The alphabetic principle states that there are individual letters, or combinations of letters, to represent all of the regular sounds of speech. Under it, the patterns are predictable so that a native speaker of the language can read or speak words that are otherwise unfamiliar to him. The alphabetic principle is the basis for the written words of many languages, including English.
The system of writing with alphabets has been in place since ancient times. Latin and Sanskrit are among some of the most well-known dead languages to use the alphabetic principle for writing. Modern English uses the Latin alphabet, which was created by the Romans and designed specifically for use with the Latin language. It was later adapted to suit the Romantic and other European languages.
A language's orthography is the set of rules to follow when putting together written words and pronunciations. Some languages have a singular orthography, which means that there is only one sound for each letter of the alphabet. English has a more complex system, and requires many letters to have several possible pronunciations based on the combinations of letters around them. These complications arise from a combination of factors, including "leftover" letters in words from time-altered pronunciations; the adoption of foreign language words without spelling alterations; and the fact that there are 40 possible sounds within the language and only 26 letters to express them.
The alphabetic principle is discussed most frequently in relation to early reading instruction. Phonics teaches children to recognize the relationships between letters and sounds. Repetition, consistency, and a solid plan are essential for teaching children to work within an alphabetic system with ease.

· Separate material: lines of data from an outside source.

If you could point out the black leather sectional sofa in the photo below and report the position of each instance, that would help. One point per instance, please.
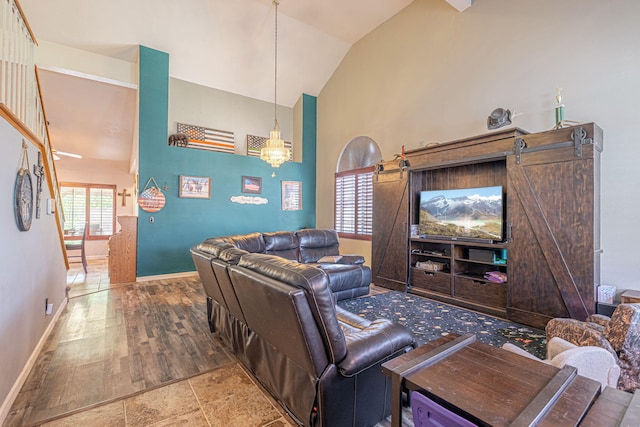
(279, 318)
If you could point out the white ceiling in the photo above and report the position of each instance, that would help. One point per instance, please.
(228, 45)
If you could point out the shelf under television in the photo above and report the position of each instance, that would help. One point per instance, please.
(460, 242)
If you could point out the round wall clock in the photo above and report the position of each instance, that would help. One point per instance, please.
(23, 196)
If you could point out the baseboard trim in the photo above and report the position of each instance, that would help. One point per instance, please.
(166, 276)
(22, 378)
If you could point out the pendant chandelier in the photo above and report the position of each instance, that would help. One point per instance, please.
(274, 151)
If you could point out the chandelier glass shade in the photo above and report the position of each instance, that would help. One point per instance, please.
(274, 151)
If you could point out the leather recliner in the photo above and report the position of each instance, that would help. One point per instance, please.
(322, 363)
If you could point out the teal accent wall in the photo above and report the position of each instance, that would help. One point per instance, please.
(163, 246)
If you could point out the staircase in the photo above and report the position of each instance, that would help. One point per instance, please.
(20, 98)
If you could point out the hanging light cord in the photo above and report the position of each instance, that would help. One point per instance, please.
(275, 73)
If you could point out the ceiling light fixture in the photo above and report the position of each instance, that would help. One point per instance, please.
(274, 151)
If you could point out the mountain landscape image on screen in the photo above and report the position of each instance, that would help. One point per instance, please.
(474, 213)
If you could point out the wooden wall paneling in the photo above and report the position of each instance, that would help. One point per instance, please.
(123, 251)
(390, 229)
(552, 205)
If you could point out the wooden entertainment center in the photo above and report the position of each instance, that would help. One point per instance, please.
(551, 247)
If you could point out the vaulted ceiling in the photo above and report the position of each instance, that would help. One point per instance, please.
(228, 45)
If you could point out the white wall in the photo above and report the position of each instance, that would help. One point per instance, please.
(31, 269)
(91, 171)
(433, 74)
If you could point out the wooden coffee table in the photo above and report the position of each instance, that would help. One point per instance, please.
(491, 386)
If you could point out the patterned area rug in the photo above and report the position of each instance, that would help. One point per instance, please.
(429, 320)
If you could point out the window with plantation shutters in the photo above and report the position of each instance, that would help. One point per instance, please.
(354, 203)
(88, 203)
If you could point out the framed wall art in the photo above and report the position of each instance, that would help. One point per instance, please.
(291, 195)
(195, 187)
(252, 184)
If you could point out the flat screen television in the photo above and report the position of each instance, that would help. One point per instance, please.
(462, 213)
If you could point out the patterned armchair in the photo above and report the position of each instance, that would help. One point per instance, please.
(620, 335)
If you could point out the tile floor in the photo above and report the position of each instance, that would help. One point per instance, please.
(226, 397)
(96, 278)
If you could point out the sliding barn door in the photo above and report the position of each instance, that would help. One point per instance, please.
(389, 245)
(553, 225)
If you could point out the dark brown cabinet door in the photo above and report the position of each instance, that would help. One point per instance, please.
(389, 245)
(554, 245)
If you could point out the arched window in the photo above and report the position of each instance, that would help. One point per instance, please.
(353, 214)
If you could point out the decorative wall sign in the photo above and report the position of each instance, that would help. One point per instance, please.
(23, 193)
(151, 199)
(249, 200)
(251, 184)
(255, 144)
(203, 138)
(195, 187)
(124, 196)
(291, 195)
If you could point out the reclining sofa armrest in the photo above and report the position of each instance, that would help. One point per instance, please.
(598, 319)
(374, 344)
(351, 259)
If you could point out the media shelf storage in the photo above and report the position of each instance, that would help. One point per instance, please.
(549, 254)
(472, 275)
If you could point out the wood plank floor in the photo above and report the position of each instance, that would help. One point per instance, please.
(111, 345)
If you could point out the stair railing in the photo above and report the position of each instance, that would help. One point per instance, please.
(20, 98)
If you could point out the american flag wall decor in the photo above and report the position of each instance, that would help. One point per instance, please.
(204, 138)
(255, 144)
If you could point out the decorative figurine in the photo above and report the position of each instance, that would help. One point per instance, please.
(498, 118)
(559, 109)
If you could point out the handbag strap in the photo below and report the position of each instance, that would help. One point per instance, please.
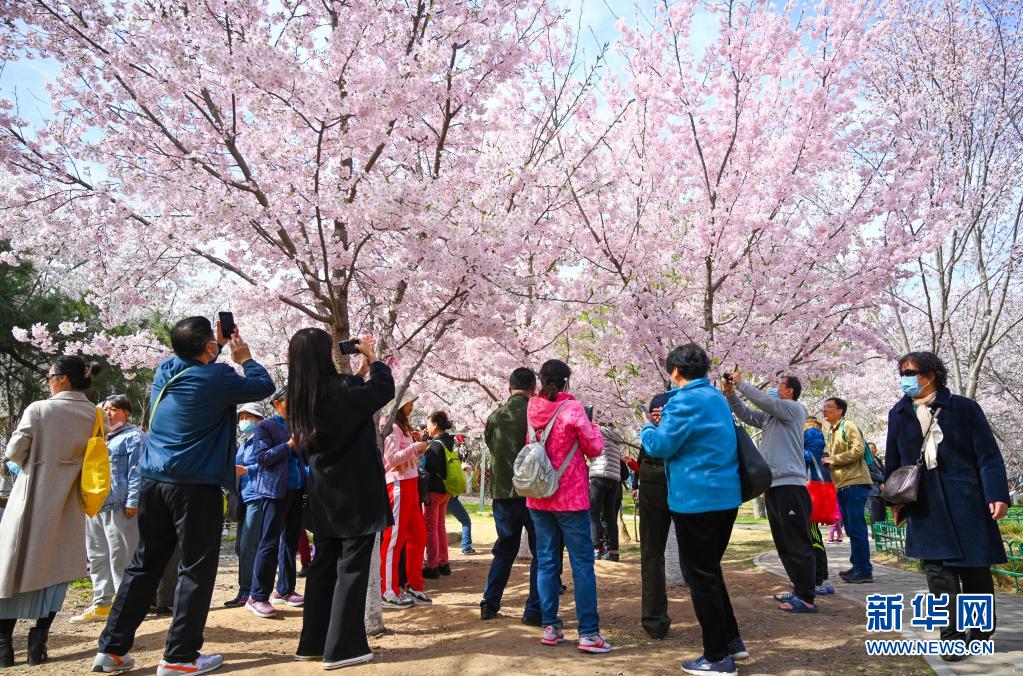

Debates are ongoing over the most effective ways to use the alphabetic principle when teaching children to read, as the field of reading education expands and is studied. The majority of reading specialists would agree that it is most effective to begin by introducing children to those letters and sounds that are the least confusing, and have the highest rate of regular usage. Letters such as "m," "s," "t," "f," "n," and "r" are among those studied first. They are high-usage letters that can often be pronounced in isolation and without much distortion.
Once children are comfortable with the simpler letters, more complex letters and combinations can be introduced without confusing the students. Visually difficult letters like "d," "p," and "b" typically come next. Among those that come later are letters like "x," and combinations like "th," "sh," and "gh."